Financial providers are numerous, creating a competitive environment in which they must serve the needs of current clients while seeking new clients with advertising that will prompt an investor to sign up.
The proliferation of internet advertising has only made the competition more active. With investors using the internet to research their own investment decisions, pop-up ads for financial service advisors appear on virtually every website that might provide such information.
How new investors determine which company to work with is a matter of advertising researchers, who determine what message works best for investors who are not currently aligned with a provider. But there is Spectrem research that shows which providers are most admired in different categories of service by affluent investors.
Spectrem’s quarterly wealth segmentation series study Asset Allocation, Portfolios and Primary Providers asked investors to rate the leading financial providers in a variety of categories to determine which have the highest approval rating of those investors.
“There are numerous services financial providers offer which differentiate the companies from each other,’’ said Spectrem president George H. Walper Jr. “Companies at the lower end of our list can look at the companies at the top of the list and determine what makes them so successful in these categories. They can then emulate those characteristics or find a new way to create similar levels of appreciation from investors.”

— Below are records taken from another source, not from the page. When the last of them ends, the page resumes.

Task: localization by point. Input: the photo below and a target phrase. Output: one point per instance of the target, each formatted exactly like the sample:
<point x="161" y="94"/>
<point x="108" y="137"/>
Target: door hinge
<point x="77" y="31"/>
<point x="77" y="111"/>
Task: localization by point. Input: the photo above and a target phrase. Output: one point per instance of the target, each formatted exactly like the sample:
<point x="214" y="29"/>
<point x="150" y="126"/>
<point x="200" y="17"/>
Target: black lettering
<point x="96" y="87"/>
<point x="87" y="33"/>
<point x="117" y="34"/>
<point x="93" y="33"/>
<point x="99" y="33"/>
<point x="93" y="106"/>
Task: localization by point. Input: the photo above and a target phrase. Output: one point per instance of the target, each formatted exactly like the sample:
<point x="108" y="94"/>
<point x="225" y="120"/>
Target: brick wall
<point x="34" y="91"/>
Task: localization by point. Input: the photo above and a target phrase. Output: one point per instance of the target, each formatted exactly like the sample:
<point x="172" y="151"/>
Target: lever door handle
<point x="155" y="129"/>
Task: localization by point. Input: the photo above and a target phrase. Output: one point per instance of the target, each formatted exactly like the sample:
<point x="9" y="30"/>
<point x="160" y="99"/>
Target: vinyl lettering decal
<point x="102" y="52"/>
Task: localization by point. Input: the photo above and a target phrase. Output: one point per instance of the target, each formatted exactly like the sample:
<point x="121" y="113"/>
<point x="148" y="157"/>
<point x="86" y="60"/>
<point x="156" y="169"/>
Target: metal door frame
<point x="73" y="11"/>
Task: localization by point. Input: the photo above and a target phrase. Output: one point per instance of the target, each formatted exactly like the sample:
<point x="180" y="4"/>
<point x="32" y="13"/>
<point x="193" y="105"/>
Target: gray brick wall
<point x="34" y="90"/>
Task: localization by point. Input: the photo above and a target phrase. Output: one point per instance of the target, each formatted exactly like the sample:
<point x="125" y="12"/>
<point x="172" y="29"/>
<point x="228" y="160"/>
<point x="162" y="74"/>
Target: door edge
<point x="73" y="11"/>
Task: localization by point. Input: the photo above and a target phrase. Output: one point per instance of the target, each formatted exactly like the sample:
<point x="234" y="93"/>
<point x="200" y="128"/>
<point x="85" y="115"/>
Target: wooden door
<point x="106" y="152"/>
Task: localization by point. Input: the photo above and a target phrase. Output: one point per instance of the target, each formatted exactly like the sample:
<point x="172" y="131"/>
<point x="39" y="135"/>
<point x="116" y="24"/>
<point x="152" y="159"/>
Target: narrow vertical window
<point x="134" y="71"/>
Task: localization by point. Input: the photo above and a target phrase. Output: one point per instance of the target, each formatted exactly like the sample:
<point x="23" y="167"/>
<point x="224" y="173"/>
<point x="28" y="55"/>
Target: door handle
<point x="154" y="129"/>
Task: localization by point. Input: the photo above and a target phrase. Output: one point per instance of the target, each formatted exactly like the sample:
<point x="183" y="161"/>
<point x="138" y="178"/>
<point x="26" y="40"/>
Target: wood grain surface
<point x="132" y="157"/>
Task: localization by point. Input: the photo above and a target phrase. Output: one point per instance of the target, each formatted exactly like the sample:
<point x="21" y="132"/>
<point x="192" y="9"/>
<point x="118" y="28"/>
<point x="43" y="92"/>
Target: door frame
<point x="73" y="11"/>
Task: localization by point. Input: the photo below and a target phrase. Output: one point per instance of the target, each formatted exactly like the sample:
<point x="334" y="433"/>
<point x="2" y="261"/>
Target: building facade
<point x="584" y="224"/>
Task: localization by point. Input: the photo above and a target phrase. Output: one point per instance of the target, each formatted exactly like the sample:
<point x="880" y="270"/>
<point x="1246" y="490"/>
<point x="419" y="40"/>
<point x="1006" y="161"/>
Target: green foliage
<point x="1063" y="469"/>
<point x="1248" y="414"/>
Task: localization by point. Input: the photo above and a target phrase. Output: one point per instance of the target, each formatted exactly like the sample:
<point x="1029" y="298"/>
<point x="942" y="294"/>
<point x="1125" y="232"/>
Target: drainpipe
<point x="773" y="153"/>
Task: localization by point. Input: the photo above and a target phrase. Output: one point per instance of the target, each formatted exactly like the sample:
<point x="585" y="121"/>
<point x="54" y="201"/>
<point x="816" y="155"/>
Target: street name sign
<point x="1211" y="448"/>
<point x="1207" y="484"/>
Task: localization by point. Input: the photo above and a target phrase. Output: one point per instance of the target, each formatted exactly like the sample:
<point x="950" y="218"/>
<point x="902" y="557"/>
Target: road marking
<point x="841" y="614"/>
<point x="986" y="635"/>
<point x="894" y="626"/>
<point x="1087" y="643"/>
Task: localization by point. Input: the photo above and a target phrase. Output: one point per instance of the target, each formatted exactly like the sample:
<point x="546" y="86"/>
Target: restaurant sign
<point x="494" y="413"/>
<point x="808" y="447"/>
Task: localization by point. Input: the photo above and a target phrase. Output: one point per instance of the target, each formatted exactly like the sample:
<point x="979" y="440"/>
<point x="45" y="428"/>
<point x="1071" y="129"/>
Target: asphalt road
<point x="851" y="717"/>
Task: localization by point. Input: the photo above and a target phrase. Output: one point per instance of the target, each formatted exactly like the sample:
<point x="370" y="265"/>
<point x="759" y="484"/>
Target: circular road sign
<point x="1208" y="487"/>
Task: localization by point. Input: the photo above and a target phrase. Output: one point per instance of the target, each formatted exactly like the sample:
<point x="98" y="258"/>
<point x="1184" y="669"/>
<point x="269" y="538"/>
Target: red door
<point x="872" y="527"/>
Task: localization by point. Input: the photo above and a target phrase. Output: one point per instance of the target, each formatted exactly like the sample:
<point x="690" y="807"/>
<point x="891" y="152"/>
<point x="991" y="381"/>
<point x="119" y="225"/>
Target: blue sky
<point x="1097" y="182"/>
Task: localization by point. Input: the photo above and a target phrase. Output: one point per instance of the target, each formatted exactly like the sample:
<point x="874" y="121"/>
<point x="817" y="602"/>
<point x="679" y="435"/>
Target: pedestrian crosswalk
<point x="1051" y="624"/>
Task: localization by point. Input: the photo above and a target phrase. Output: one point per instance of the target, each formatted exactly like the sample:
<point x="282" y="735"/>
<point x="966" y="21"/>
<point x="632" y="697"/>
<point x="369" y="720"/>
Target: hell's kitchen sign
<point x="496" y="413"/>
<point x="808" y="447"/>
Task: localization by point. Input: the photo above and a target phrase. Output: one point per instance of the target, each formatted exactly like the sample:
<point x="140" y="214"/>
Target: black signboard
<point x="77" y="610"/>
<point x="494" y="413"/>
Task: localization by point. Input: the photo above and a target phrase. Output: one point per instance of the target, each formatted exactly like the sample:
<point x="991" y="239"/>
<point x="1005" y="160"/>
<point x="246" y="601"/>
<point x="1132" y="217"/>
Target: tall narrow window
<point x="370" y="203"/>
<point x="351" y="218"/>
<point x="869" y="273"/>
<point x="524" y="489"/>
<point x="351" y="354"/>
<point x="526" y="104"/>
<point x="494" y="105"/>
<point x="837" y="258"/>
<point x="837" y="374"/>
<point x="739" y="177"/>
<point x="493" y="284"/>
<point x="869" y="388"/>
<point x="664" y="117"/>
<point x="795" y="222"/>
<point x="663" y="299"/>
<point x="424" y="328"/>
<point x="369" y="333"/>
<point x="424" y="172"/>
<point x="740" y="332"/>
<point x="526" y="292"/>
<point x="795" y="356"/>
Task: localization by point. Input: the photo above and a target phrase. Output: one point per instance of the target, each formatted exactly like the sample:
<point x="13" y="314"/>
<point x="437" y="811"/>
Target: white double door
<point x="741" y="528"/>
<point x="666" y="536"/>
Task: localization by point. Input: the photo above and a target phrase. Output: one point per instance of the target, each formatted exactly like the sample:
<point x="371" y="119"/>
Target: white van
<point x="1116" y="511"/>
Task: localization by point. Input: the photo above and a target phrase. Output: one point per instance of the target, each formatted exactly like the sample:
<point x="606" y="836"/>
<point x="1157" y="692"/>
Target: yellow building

Some of the research points created in the study are obvious ones. Fidelity, Vanguard and Charles Schwab are generally accepted to be the most popular providers, and are the ones investors turn to if they are looking to start a new advisory relationship or increase their current investments with a new advisor.
Among Ultra High Net Worth investors with a net worth between $5 million and $25 million, Capital Group/American and T.RowePrice are also highly regarded in a number of categories.
But where disparity lies in the perception of primary providers is when investors are segmented by age. While those big three still get much of the notice, Northern Trust is highly appreciated by Millennial Millionaires, while the oldest segment of Millionaires are looking at Capital Group/American Funds for quality products and services.
Mass Affluent investors, with a net worthy under $1 million, are also likely to rate providers slightly differently than those more wealthy investors. For example, asked to select the provider which has expertise in managing money, 82 percent of Mass Affluent investors selected Charles Schwab, which only got a nod from 73 percent of UHNW investors for the same skill set. Similarly, Edward Jones was selected by 79 percent of Mass Affluent investors and only 62 percent of UHNW investors.
Switching to those firms more preferred by UHNW investors, 64 percent say U.S. Trust has talented advisors and staff, a notably higher percentage than less wealthy investors. Seventy-one percent of UHNW investors selected BNY/Mellon in the same category, 11 percent more than Millionaires making the same selection.
The survey also does a good job of indicating which firms are affected by news of regulatory issues, as Wells Fargo’s troubles with the SEC are reflected in low preference numbers among all investors.
Top Takeaways for Advisors
The value of the Spectrem research is in determining which companies are operating in a way that investors appreciate. With that information, advisors can see if their own firm is operating in the same way, or if some of their decisions are going against the grain in a way that hurts their reputation among investors.
There is more than one way to operate as a financial provider, and these rankings do not say companies not in the top five are operating improperly. However, any firm that gets a top rating in the Spectrem research is one that investors are likely to promote and recommend with their friends, family members and business associates.